Dan Kiley in Columbus, IN


Last week I visited my sister's family in Columbus, Indiana. My sister works for Cummins - the engine company based in Columbus. Cummins has been paying the architect's fees for public buildings since the late 1950's which has resulted in a small midwestern city that is also a mecca for modern architecture. It has been ranked 4th in the country behind New York, Chicago and Los Angeles for significant architecture. Just a short walk from my sister's suburban house is Eero Saarinen's North Christian Church. Dan Kiley worked closely with Saarinen on the site's landscape design, one of several collaborations between the two. Another Kiley/Saarinen masterpiece, the Miller House, was recently purchased by the Indianapolis Museum of Art and is scheduled to open to the public in 2011. ...I look forward to it!

The following text is taken from the Columbus, IN Convention & Visitors Bureau website...

"Kiley designed numerous Columbus projects – both public and private. Perhaps the most cherished Kiley landscape is that of North Christian Church, the last building architect Eero Saarinen designed before his death in 1961. It is the last of three buildings in Columbus that he and Dan Kiley worked on together. The building is integrated into the fabric of the site instead of being an object surrounded by plantings."
"The entry sequence consists of a long curving drive that runs through open woods of old native hardwoods, to a series of parking lots formed into courtyards and camouflaging vehicles by high hedges and perimeter trees. A low-pitched slate roof hovers over a berm and the surrounding magnolia grove, then suddenly soars skyward into a 192-foot high steeple. Maple allees define much of the perimeter of the property.

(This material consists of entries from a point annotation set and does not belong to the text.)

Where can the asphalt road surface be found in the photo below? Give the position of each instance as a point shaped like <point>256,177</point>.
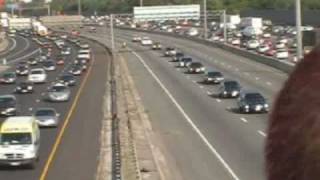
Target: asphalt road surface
<point>205,138</point>
<point>76,152</point>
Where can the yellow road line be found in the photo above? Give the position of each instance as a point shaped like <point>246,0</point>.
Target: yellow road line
<point>44,172</point>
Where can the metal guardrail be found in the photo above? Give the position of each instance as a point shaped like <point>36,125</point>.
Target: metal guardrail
<point>280,65</point>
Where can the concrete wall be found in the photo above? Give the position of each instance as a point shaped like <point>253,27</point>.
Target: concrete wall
<point>310,17</point>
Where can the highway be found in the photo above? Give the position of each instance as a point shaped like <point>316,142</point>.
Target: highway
<point>203,136</point>
<point>70,151</point>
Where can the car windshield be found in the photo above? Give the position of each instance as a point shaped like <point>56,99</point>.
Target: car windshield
<point>214,74</point>
<point>231,85</point>
<point>45,112</point>
<point>58,88</point>
<point>254,97</point>
<point>37,72</point>
<point>8,75</point>
<point>15,138</point>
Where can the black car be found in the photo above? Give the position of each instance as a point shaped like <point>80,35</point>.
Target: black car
<point>185,61</point>
<point>177,57</point>
<point>22,70</point>
<point>24,87</point>
<point>76,70</point>
<point>169,52</point>
<point>229,89</point>
<point>195,67</point>
<point>8,105</point>
<point>213,77</point>
<point>252,102</point>
<point>32,61</point>
<point>67,79</point>
<point>8,78</point>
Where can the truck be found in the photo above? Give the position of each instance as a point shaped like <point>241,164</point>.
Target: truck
<point>252,22</point>
<point>20,23</point>
<point>19,141</point>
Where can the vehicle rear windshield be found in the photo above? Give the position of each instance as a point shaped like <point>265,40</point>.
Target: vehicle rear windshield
<point>15,138</point>
<point>45,112</point>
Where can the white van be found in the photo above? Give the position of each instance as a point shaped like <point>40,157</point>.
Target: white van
<point>19,141</point>
<point>37,75</point>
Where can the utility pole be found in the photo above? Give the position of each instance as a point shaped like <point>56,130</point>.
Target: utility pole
<point>298,27</point>
<point>79,8</point>
<point>112,35</point>
<point>205,23</point>
<point>49,9</point>
<point>225,34</point>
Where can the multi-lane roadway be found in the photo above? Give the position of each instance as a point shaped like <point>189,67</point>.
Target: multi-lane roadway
<point>204,137</point>
<point>70,151</point>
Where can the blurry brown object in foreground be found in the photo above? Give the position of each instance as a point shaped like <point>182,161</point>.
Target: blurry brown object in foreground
<point>293,143</point>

A small meadow bounded by woods, allees, magnolia grove, and hedges affords the single unobstructed view of the building."
"Critic Grady Clay, in the June 1996 issue of Landscape Architecture described the design, saying, "It was and remains a strikingly successful marriage of structure and site design in the complex landscape of Columbus – a combination that, in my view has not since been surpassed."
Left: Horizontal drain pipe between concrete wedge curb at parking lot island - no surface inlets in the parking lot. Right: Tinted concrete curbing near the building entrance.
One of the 3 parking lot "rooms". Note there is no line striping - even at the HC spaces. Water slopes gently away toward the islands, flows through the pipes detailed above, crosses the parking lot access road just beyond then enters the lawn swale at the edge of the site.


1 comment:

  1. Intuitive sustainable design...beauty in simplicity...enveloped intimacy...site consciousness...Dan Kiley, my hero!